I’ve always fallen in love with the potential of a place rather than the reality of it. I would gaze fondly at a derelict cottage, mentally transforming it into four pages of Homes and Gardens. We always ran out of money half way through our project, usually at the point where we’d put on a new roof, replaced all the plumbing, rewired the electricity and were about to embark on the fun stuff. Pictures of our kids are set against open plaster and exposed brickwork. There are very few baby photographs where they aren’t covered in a layer of dust.

We were purists. We’d spend entire weekends bringing an original Victorian fireplace back to its former glory, stripping paint from banister rails and lovingly restoring old moldings and original features with reclaimed genuine artifacts. The paintwork was all Farrow and Ball mixed to the exact original shade of the oldest part of the building. The new window frames were individually carved to the same design. The kitchen with its flagstone floor and open fireplace was a work of art. By the time we sold our nineteenth century country house in Stratford it was worthy of a profile in Architectural Digest.

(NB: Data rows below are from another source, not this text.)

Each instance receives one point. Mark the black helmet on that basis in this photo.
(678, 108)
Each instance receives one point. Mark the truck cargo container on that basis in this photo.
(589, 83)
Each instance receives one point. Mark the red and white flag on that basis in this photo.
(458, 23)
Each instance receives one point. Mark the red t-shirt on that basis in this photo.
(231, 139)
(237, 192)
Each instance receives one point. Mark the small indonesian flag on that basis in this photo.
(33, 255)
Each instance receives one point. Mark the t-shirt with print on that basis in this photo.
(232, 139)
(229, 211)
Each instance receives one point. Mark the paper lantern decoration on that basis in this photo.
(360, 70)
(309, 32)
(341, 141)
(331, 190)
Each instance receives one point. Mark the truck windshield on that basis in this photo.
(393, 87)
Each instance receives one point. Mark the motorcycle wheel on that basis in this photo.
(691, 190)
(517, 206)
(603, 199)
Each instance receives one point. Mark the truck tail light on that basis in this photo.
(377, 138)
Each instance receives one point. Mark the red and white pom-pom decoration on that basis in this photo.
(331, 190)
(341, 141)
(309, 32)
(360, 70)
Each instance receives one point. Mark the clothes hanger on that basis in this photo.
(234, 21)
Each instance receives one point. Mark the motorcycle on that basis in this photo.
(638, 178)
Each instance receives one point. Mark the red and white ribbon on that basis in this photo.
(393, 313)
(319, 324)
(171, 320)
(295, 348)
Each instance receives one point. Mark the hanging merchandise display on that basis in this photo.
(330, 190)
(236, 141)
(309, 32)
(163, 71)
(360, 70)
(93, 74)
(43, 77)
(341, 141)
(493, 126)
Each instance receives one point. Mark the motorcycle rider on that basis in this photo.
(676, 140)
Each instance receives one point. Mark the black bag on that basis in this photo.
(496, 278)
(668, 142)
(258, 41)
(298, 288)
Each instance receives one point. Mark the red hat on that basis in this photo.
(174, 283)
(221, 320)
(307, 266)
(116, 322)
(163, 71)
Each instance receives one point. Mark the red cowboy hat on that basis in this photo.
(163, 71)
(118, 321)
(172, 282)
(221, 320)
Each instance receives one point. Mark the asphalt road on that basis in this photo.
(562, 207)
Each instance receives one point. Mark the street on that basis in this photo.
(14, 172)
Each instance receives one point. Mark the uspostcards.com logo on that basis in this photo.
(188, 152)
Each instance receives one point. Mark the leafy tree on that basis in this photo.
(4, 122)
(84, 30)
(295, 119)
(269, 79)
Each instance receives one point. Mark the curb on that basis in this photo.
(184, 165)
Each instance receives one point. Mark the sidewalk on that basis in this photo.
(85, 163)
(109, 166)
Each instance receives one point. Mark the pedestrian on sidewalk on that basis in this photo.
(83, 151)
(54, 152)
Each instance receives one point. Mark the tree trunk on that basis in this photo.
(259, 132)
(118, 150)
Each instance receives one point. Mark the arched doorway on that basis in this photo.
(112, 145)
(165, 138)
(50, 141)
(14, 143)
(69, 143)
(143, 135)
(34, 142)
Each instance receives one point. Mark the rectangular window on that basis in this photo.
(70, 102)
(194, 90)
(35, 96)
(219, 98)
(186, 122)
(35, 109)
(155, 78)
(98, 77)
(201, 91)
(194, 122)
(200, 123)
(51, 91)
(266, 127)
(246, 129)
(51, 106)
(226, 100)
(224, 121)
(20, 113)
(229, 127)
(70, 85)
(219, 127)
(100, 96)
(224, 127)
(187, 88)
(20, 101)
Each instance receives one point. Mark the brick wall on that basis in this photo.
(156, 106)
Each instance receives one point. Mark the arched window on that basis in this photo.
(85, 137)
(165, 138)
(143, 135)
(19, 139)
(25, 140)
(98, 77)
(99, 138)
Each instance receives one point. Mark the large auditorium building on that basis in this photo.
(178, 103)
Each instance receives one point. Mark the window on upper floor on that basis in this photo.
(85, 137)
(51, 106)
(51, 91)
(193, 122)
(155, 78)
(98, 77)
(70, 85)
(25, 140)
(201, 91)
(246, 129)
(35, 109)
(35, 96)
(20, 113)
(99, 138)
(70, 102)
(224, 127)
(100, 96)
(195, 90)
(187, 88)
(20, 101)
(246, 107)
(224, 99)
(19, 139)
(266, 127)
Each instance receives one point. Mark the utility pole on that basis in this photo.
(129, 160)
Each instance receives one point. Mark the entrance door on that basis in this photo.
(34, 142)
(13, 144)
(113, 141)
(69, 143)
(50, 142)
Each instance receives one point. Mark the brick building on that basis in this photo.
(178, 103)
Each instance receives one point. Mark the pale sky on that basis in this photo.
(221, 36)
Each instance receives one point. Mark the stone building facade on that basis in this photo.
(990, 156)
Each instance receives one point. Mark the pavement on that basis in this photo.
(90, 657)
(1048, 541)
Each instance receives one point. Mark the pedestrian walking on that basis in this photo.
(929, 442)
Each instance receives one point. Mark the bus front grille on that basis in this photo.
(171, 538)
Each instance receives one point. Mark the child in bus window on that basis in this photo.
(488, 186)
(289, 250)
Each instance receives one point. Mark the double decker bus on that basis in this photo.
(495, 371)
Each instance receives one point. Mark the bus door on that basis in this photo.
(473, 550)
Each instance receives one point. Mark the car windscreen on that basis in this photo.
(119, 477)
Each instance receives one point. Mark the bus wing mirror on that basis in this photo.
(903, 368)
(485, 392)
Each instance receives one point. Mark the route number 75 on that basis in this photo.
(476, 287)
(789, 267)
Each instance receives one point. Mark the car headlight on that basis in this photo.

It took us exactly thirteen years to finish it and exactly two weeks for the new owners to rip it apart, close up all the fireplaces and tear out the original features, though the building still stood. By then I was past caring, ensconced in California where people just build their dream homes then tear them down when they fancy a change.

In our street there are medieval castles, Spanish Haciendas, bungalows, ‘English’ cottages, Tudor and traditional houses, all sitting happily side by side without an authentic brick between them. Hey it’s California. It’s out with the old and in with the new.